An innovation function has come to be an essential for all financial institutions, according to Turrin. However, there are misconceptions about exactly what this entails.

“Innovation is not just putting a lab together but also making deep managerial changes within the organization,” says Turrin. How far an institution goes often depends on what top management is looking for. Some leaders only want greater efficiencies out of their innovation efforts. Others truly want to shake up everything.

“Well, go invent something. Come back in a year and show me what you’ve got.”

Something Turrin saw frequently was a philosophical difference between innovation activities and the rest of the institution. “Many of the labs I’ve seen were in corporations where there were tight limitations on what regular business units could do, what they could spend, and what kinds of jobs they offered,” says Turrin. “Everybody in those units was a Lego block stuck into another Lego block.”

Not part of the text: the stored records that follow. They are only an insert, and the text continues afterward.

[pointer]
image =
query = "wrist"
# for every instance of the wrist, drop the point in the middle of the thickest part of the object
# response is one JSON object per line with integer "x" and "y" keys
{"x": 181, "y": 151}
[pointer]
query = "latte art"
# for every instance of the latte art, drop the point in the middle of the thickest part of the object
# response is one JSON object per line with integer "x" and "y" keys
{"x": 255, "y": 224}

What amazed him was the same hard-driving CEOs who controlled expenses with a C-clamp set up their labs and sent them off with, “Well, go invent something. Come back in a year and show me what you’ve got.”

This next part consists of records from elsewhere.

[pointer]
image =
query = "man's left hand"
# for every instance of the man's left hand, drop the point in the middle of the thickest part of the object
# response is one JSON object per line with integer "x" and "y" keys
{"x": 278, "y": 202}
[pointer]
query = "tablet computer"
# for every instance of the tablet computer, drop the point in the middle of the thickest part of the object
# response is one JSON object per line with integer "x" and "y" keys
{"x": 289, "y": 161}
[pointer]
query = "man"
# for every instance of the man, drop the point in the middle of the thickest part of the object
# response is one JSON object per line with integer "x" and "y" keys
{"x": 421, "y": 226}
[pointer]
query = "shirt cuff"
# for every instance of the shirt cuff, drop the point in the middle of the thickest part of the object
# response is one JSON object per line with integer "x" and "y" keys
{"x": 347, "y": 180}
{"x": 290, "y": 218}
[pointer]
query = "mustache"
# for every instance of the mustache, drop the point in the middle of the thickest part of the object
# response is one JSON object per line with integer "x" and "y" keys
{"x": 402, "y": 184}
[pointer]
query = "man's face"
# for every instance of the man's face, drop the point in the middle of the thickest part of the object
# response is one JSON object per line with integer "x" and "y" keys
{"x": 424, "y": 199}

The problem with that is that young technologists deeply want to change the world and bring modernization to banking. In the absence of communication with the rest of the organization, they can easily go off course.

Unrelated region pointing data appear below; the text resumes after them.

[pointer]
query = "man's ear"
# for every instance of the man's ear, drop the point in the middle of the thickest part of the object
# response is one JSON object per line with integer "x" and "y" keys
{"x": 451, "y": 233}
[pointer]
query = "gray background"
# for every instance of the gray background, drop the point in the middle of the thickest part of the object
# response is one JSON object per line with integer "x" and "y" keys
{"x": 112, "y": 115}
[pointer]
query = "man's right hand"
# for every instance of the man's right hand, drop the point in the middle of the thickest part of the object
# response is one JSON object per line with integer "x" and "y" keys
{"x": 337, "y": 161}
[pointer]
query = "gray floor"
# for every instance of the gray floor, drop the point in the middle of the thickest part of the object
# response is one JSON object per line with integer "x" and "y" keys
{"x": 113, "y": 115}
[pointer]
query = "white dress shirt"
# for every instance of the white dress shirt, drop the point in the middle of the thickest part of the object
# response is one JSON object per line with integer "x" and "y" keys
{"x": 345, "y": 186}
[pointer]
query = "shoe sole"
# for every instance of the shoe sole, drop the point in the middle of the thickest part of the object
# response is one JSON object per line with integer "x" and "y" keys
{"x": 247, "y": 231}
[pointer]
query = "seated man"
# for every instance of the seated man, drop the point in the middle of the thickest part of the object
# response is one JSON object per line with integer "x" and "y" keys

“The CEOs hesitated to put limits on what the labs could do,” Turrin says. But after a couple of years, this lack of focus took innovation down less-useful paths in some labs. The laissez-faire leaders, he says, often decided, “This lab stuff doesn’t work well.”

Innovate Like You Were Writing a Banking Symphony

Turrin thinks freedom with the constraint of getting an institution where it needs to go is key. He uses a musical example to explain this.

In the days of classical composers like Mozart and Bach, musical forms were highly regimented. “They were creative geniuses,” says Turrin, “but they accomplished their creativity within a framework of what was then considered music. Bach and Mozart did really well with some limits and I think most labs would do so too.”

He thinks young technologists will be happier in some labs with some lines established. Watching months of efforts dead-ended is soul-eroding. ” They want to see things they build get used somewhere.”

Beyond adding structure to innovation efforts, the technologists must interact with business units. Turrin believes a lab’s top priority ought to be getting business unit staffs ready and willing to accept change.

Richard Turrin interacting more with people less with screens

“Interacting more with people and less with screens may not come naturally, but it’s in the best interest of all involved,” Turrin writes. And they have to get used to the idea that at some point functions like Compliance and Legal will have to weigh in. This is still the banking business.

Internalizing innovation in this way helps spread the word that change is inevitable, according to Turrin.

“The real game today is how are you going to transform the overall institution to understand how fundamentally people are changing how they bank,” says Turrin. “They don’t want to do the same old thing, just on a smart phone.”